A dragon in the clouds. Click for a larger version. Credit: Jeff Schmaltz MODIS Land Rapid Response Team, NASA GSFC
NASA’s MODIS web site captures some intriguing images from the Earth; this 1 is 1 of my recent favorites through the TERRA satellite.
The caption through the MODIS site (you are able to get diverse sizes of this image), explore it too they have lots of great stuff:
Creating a striking design which looks a bit like a serpent swimming through clouds, curling patterns of eddies are formed as air flows close to and over the island of Tristan de Cunha inside the South Atlantic. This image was captured by MODIS on the Terra satellite on July 14, 2010.
The island can be witnessed as a small circle of green at the far left of the image, at the tip of a dark blue triangle of ocean. To the southeast a string of ocean-blue circles are surrounded by rings of bright white cloud, illustrating the symmetric and swirling pattern of airflow on the leeward side on the island. These spiraling cloud patterns, caused when prevailing ocean winds encounter an island, are known as von Karman vortices or “vortex streets”.

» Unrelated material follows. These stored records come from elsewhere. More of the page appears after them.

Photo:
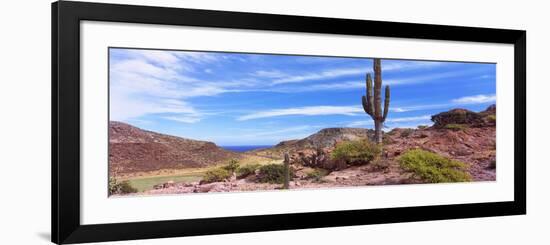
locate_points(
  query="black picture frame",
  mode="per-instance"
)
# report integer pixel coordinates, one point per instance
(66, 18)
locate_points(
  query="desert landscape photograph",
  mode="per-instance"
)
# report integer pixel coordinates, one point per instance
(186, 122)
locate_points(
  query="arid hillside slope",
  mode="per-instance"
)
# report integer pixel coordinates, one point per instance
(132, 149)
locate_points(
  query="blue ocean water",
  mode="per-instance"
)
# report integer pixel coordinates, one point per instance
(243, 148)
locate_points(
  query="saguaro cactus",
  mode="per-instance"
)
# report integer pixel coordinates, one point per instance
(372, 101)
(286, 172)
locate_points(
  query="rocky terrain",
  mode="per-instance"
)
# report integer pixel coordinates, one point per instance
(462, 135)
(135, 150)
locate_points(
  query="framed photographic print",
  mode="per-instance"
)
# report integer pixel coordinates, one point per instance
(175, 122)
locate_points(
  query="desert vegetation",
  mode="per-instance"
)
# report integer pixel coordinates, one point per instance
(460, 146)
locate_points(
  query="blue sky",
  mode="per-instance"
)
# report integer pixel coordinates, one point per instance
(261, 99)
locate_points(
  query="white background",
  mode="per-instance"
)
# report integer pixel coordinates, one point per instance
(25, 103)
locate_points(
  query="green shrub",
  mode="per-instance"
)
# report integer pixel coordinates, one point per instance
(433, 168)
(246, 170)
(317, 174)
(356, 152)
(456, 127)
(117, 188)
(273, 173)
(231, 166)
(216, 175)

Just like the swirls that will be observed within the wake of airplane wings, these vortex streets result through the separation of flow around an immobile body – in this case the island – causing neighboring areas of flow to circulate in alternating clockwise and counter-clockwise directions.
House to about 275 folks, Tristan de Cunha is considered to be the most remote inhabited island from the world, lying 2,816 km (1,750 mi) from South Africa, the nearest land, and 3,360 km (1,510 mi) from South America. The landmass is very little, measuring 6 m (10 miles) wide, with a total area of 38 sq. m (98 sq. km). Even so, the terrain is incredibly steep. Queen Maryâs Peak, an active volcano, rises to 2,062 m (6,765 feet) above sea level.